Ma che ormai siano una vera e propria babele le cronache della guerra in Iraq non c’è dubbio. Al nord, vicino Halabjah, americani e curdi peshmerga (“quelli che confrontano la morte”) avrebbero distrutto un campo militare simil-talebano e forse anche un poco Al-Qaeda. Ma il grosso dei fondamentalisti islamici lì residenti sarebbe riuscito a fuggire sulle montagne verso l’Iran. A Baghdad, dove volontari starebbero già organizzando, con sacchi di sabbia e turni di guardia, la difesa degli edifici, si è ripetuto che Saddam Hussein è morto, Saddam è vivo, oppure è ferito ed è nascosto, o ancora è fuggito all’estero lui e i suoi parenti. Un suo ministro in televisione ha chiamato alla guerra santa (che per il Corano è un dovere) e ha detto che ci sono pronti più di seimila kamikaze per difendere il Paese.

Al sud, Bassora e circa ottocentomila suoi abitanti hanno sempre sete ma non se ne parla più. E nemmeno si sa se gli angloamericani sono riusciti a entrarvi. Quattro giornalisti e un attivista dati per morti, dispersi, torturati o “trofei di guerra” sono invece liberi in Giordania e dicono che è stata una “settimana dura” ma non sono mai stati maltrattati. Nella cittadina-porto di Umm-Qasr è tornata l’elettricità e qualche scuola riapre ma gli aiuti via mare non possono ancora essere sbarcati. L’Onu comunque non vuole che degli aiuti si occupino i militari, sospettati di favoritismi solo verso gli iracheni che si dimostrano amici.

E intanto, mentre si bombarda ancora e sempre Baghdad, una battaglia campale si sta svolgendo cento chilometri a sud, a Karbala, città santa sciita, il cui nome, altra parola d’origine babilonese, significa “vicinanza di Dio”. Forse per questo, 1363 anni fa, l’imam Abi Abdillah Al-Husain, proprio il secondo giorno del mese di “muharram” (aprile), decise di fermarsi in questo luogo in cui il suo cavallo (e altri cinque dopo il primo) non volle più muovere un passo. Stamani, a Karbala, brillano ancora al sole le cupole e le guglie dorate della veneratissima e monumentale tomba di Al-Husain?
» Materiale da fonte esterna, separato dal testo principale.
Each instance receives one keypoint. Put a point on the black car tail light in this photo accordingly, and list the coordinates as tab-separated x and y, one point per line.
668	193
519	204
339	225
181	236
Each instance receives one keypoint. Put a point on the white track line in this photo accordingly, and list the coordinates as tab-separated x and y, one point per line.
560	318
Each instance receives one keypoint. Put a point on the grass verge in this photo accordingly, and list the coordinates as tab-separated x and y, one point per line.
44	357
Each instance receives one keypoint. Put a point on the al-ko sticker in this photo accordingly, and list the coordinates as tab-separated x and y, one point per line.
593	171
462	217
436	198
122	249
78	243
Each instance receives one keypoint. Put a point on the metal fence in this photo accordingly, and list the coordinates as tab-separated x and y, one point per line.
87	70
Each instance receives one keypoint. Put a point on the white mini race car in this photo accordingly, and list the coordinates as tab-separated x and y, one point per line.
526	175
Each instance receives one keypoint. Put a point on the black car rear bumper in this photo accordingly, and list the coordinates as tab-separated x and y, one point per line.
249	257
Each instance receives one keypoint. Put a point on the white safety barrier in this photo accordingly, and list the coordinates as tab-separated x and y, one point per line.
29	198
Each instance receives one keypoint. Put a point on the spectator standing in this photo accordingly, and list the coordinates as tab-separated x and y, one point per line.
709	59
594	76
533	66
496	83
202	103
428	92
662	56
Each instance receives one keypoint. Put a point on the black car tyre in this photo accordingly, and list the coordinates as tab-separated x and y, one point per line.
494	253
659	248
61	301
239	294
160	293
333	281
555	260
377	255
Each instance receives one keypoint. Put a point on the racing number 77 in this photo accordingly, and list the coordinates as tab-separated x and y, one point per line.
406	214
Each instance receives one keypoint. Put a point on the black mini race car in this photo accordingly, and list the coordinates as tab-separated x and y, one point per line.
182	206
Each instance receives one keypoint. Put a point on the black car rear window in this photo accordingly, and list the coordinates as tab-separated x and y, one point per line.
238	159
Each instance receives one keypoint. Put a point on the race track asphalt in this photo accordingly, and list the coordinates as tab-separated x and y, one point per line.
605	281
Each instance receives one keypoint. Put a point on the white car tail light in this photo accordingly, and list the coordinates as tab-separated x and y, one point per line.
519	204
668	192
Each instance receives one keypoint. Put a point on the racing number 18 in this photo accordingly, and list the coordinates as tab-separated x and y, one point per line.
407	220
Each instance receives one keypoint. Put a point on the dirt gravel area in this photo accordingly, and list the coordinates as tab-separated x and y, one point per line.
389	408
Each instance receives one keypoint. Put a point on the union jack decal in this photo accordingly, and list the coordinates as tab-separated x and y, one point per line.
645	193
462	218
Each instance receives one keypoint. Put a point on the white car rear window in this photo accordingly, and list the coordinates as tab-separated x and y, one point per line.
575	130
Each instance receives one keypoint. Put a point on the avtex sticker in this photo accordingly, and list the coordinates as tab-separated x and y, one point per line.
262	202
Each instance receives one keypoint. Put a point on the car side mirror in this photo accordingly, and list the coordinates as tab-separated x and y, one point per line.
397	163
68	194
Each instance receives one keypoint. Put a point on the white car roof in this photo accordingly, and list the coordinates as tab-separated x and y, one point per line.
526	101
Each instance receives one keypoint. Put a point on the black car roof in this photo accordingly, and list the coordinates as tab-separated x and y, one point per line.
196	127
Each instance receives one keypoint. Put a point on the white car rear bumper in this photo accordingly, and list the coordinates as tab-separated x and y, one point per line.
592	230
Nessuno ne ha parlato nè le riprese di guerra autorizzate le hanno fatte vedere. D’altronde, a chi mai puo interessare se la Mesopotamia intera, già culla della civiltà anche occidentale, sta diventando una grande bara a cielo aperto piena di vittime civili d’ogni sesso ed età sepolte sotto ruderi preziosi?